いじめに強かった日本人

校長に大声で怒鳴られつづけ自殺した教員。いじめを苦に遺書を残し自殺した中学生、小学生。少子化でどの家の子も大事な「ぼっちゃん」「嬢ちゃん」になり、日本人はいじめに敏感になっている。
むかし武士は町人をいじめ、上級武士の子は下級武士の子をいじめた。しかし坂本竜馬や、西郷隆盛大久保利通ら下級士族は、いじめをバネに徳川封建制をひっくりかえし、福沢諭吉も「門閥制度は親の敵」と呼んだ。つまりいじめにくじけてはいない。
明治になり小僧、丁稚、子守たちは、上司の手代にいじめられ、明治時代の自殺統計は少年少女が多い。軍隊でも下級兵士が新兵をいじめた。しかし「おしん」で分かるように、いじめがふつうの世の中で、殴られて苦にもしない、いじめに強い日本人でもあった。

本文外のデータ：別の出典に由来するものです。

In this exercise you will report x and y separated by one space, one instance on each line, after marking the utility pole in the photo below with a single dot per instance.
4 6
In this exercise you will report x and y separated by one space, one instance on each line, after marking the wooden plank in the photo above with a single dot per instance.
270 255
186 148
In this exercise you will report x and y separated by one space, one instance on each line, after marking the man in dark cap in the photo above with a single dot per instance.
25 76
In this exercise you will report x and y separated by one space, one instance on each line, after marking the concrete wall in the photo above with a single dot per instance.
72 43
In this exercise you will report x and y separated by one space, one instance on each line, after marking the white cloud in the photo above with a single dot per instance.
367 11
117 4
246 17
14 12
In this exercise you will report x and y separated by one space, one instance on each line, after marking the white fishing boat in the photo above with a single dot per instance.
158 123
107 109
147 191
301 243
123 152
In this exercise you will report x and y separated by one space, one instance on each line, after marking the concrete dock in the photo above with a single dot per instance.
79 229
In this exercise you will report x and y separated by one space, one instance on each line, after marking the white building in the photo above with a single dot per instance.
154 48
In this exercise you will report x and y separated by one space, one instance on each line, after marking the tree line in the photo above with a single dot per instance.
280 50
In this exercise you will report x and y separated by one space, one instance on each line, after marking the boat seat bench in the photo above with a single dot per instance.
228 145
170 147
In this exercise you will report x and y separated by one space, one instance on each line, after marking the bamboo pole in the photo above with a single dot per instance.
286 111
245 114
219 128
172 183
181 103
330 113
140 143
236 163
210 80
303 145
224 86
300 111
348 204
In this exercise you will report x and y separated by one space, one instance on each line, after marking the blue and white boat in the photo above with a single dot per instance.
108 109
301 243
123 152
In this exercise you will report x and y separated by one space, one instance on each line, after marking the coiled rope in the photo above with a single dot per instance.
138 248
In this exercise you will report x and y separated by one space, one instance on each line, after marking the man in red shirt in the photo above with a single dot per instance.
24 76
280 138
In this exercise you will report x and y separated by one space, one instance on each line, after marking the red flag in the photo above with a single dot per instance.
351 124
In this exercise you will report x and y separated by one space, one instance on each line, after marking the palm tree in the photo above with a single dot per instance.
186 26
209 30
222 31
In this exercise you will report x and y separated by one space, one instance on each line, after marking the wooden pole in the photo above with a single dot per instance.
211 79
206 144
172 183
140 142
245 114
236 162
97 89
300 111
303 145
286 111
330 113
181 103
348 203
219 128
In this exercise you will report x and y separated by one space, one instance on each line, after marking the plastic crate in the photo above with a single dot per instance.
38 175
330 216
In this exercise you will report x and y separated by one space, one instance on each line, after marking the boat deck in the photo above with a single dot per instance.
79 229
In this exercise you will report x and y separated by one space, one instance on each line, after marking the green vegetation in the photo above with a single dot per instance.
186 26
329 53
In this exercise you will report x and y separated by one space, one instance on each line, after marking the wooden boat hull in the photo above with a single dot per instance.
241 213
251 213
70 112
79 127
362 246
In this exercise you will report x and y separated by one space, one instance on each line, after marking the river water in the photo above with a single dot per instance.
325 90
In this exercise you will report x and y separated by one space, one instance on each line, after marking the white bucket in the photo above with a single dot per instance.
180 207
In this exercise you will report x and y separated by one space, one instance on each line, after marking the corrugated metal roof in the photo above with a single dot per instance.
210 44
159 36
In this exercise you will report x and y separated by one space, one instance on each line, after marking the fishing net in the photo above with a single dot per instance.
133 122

聖書のむかしから、ファリサイ派は、税金集めの職業人をいじめ、信仰熱心でない連中を「地の民」とよんでいじめた。じつはこの「いじめられた人々」が、まっさきにイエスの福音を受け入れ、人生を変え、いじめに負けぬ柔らかくて強い信仰を育てた。
いじめは強者が弱者に加える陰湿な暴力だ。よくない。しかし強者と弱者がいるかぎりなくならないだろう。だから、いじめをバネに、歴史や人生をひっくり返す強さを育てたい。